European cave paintings
When Europeans first encountered the Magdalenian paintings of southern France and Cantabrian Spain some 150 years ago they were considered to be hoaxes by academics. The new Darwinian thinking on evolution was interpreted as meaning that early humans could not have been sufficiently advanced to create art. Emile Cartailhac , one of the most respected prehistorians of the late nineteenth century believed they had been thought up by Creationists to support their ideas and ridicule Darwin's. Recent reappraisals and increasing numbers of discoveries have illustrated their authenticity and indicated the high levels of artistry of palaeolithic humans who used only basic tools. Cave paintings can also give valuable clues as to the culture and beliefs of that era.

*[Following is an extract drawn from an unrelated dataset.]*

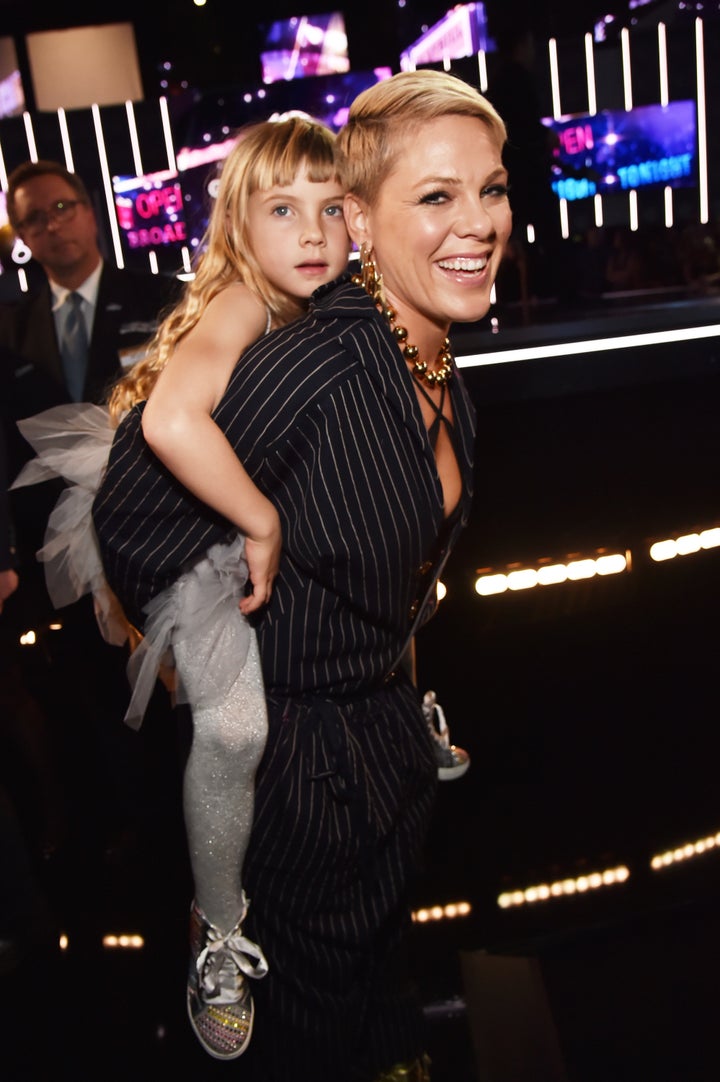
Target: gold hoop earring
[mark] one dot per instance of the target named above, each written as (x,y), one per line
(369,277)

The age of the paintings in many sites remains a contentious issue, since methods like radiocarbon dating can be easily mislead by contaminated samples of older or newer material, and caves and rocky overhangs are typically littered with debris from many time periods. The choice of subject matter can indicate date such as the reindeer at the Spanish cave of Cueva de las Monedas which imply the art is from the last ice age.

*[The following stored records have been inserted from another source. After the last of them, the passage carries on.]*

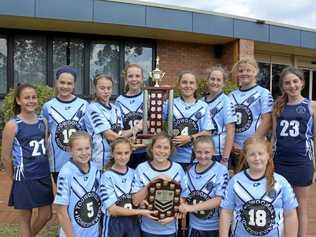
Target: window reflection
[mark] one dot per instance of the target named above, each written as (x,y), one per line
(105,58)
(71,53)
(3,66)
(30,60)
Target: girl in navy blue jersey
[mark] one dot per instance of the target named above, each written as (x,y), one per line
(116,185)
(293,134)
(24,139)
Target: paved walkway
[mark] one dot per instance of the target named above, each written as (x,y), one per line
(8,215)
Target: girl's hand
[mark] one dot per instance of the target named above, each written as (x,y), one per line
(166,220)
(185,208)
(181,140)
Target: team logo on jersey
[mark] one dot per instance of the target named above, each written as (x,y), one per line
(131,119)
(64,131)
(196,197)
(258,217)
(125,201)
(87,211)
(244,118)
(301,109)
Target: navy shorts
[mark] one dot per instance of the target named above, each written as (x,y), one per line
(299,175)
(121,226)
(203,233)
(28,194)
(145,234)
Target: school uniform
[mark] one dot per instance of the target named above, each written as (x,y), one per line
(32,185)
(294,147)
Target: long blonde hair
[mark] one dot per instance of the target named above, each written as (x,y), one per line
(270,166)
(282,100)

The commonest themes in cave paintings are large wild animals, such as bison, horses, aurochs, and deer, and tracings of human hands as well as abstract patterns, called Maccaroni by Breuill. Drawings of humans are rare and are usually schematic rather than the more naturalistic animal subjects. Cave art may have begun in the Aurignacian period (Hohle Fels , Germany), but reached its apogee in the late Magdalenian.
The paintings were drawn with red and yellow ochre, hematite, manganese oxide and charcoal. Sometimes the silhouette of the animal was incised in the rock first. Stone lamps provided some light. Abbé Breuill interpreted the paintings as being hunting magic, meant to increase the number of animals. As there are some clay sculptures that seem to have been the targets of spears, this may partly be true, but does not explain the pictures of beasts of prey such as the sabre-toothed lion or the bear.
Well known cave paintings include those of:
- Lascaux in France (discovered by a dog named Robot)
- La Marche, in the Lussac-les-Chateaux area of France
- Chauvet-Pont-d'Arc, France
- Altamira in Spain
African Cave paintings
At Ukhahlamba-Drakensberg , South Africa, now thought to be some 3,000 years old, the paintings by the San people who settled in the area some 8,000 years ago depict animals and humans, and are thought to represent religious beliefs.
Australian cave paintings
Significant early cave paintings have also been found in Australia.